Más alejados aún que Plutón hay otros muchos objetos que de alguna manera pertenecen a nuestro sistema solar y que conforman el cinturón de Kluipert y la nube de Oort, pero ninguno entra, hoy por hoy, en la categoría de planeta (hasta que los disidentes se hagan con el mando). Hay que hacer notar que estas estructuras no son visibles sino que se han encontrado mediante cálculos matemáticos. Todos estos objetos se llaman «transneptunianos» y el más alejado localizado por el momento es el llamado Farfarout (algo así como «el más lejano») que se encuentra a 132 veces la distancia de la Tierra al Sol (que es la unidad astronómica). Ahora se dice que para explicar ciertas perturbaciones debe existir un noveno planeta que estaría a una distancia entre 300 y 800 veces más lejos del Sol que la Tierra. Sería un planeta grande con una masa entre cinco y diez veces la del nuestro, con una órbita moderadamente inclinada (15-25 grados) y elongada. Sería sobre todo un planeta difícil, pero no imposible, de detectar en la próxima década y cuyo proceso de formación además representa, debido a su gran distancia al Sol, un problema formidable (tomado de Eva Villaver). Por ahora es una hipótesis, veremos si no pasa como con Vulcano.
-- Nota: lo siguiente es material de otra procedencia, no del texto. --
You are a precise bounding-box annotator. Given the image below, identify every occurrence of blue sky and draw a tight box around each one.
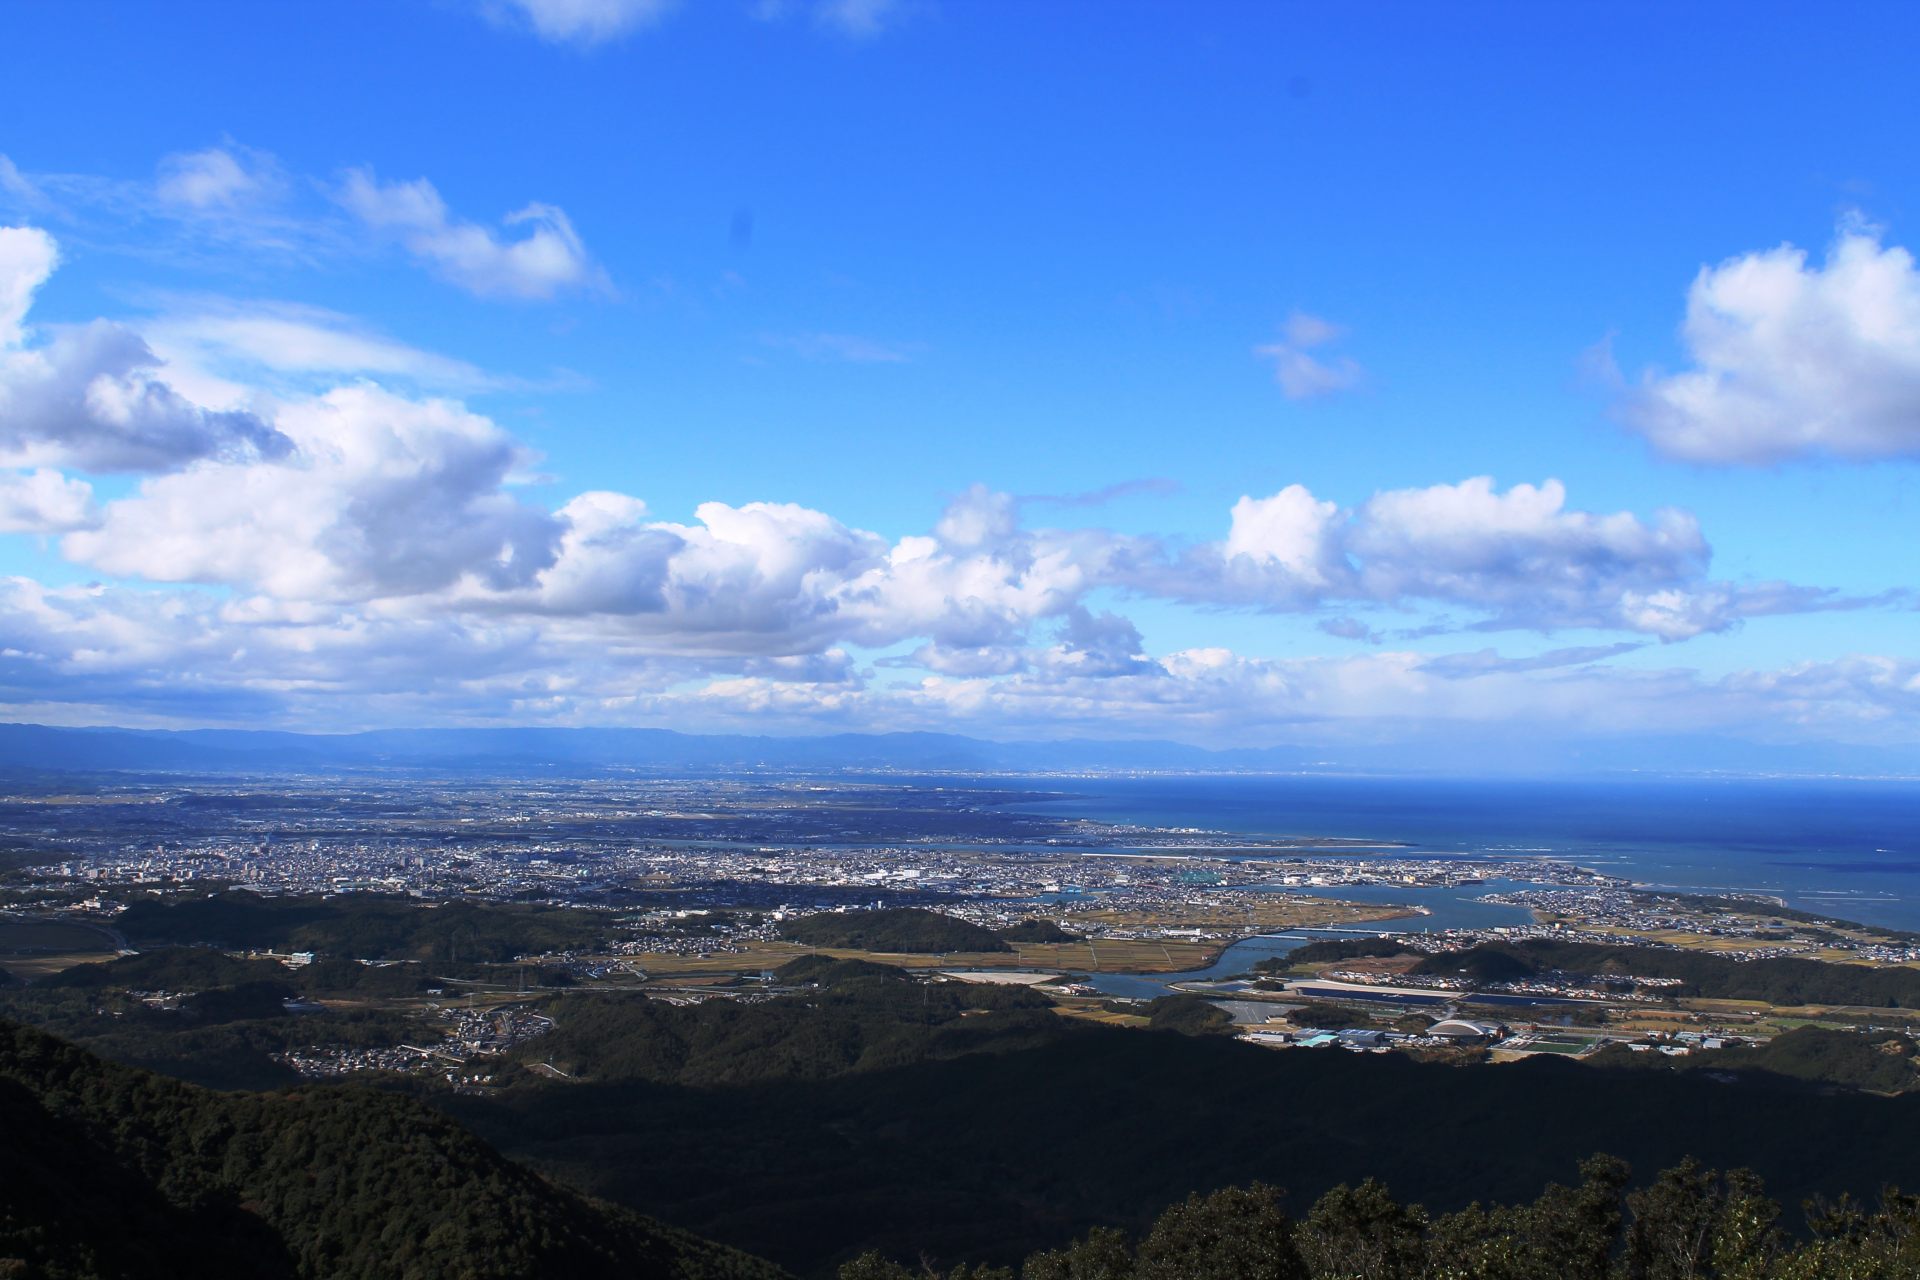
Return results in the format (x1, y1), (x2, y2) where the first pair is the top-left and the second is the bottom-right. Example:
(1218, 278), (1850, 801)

Así pues, nos quedan ocho (quizá nueve) cuerpos celestes que merecen el nombre de planetas: cuatro rocosos (Mercurio, Venus, la Tierra y Marte), y cuatro gaseosos (Júpiter, Saturno, Urano y Neptuno). Naturalmente algunos de estos planetas tienen satélites y hay además cometas, meteoroides y otros objetos pero no son todos estos cuerpos celestes, por mucho que brillen algunos, estrellas errantes con un pasado clásico.

*La 40ª Conferencia General de la Unesco proclamó (40C/Resolución 30 de 26 de noviembre de 2019) el día 14 de marzo de cada año como Día Internacional de las Matemáticas. En muchos países ya se venía celebrando como el Día de Pi.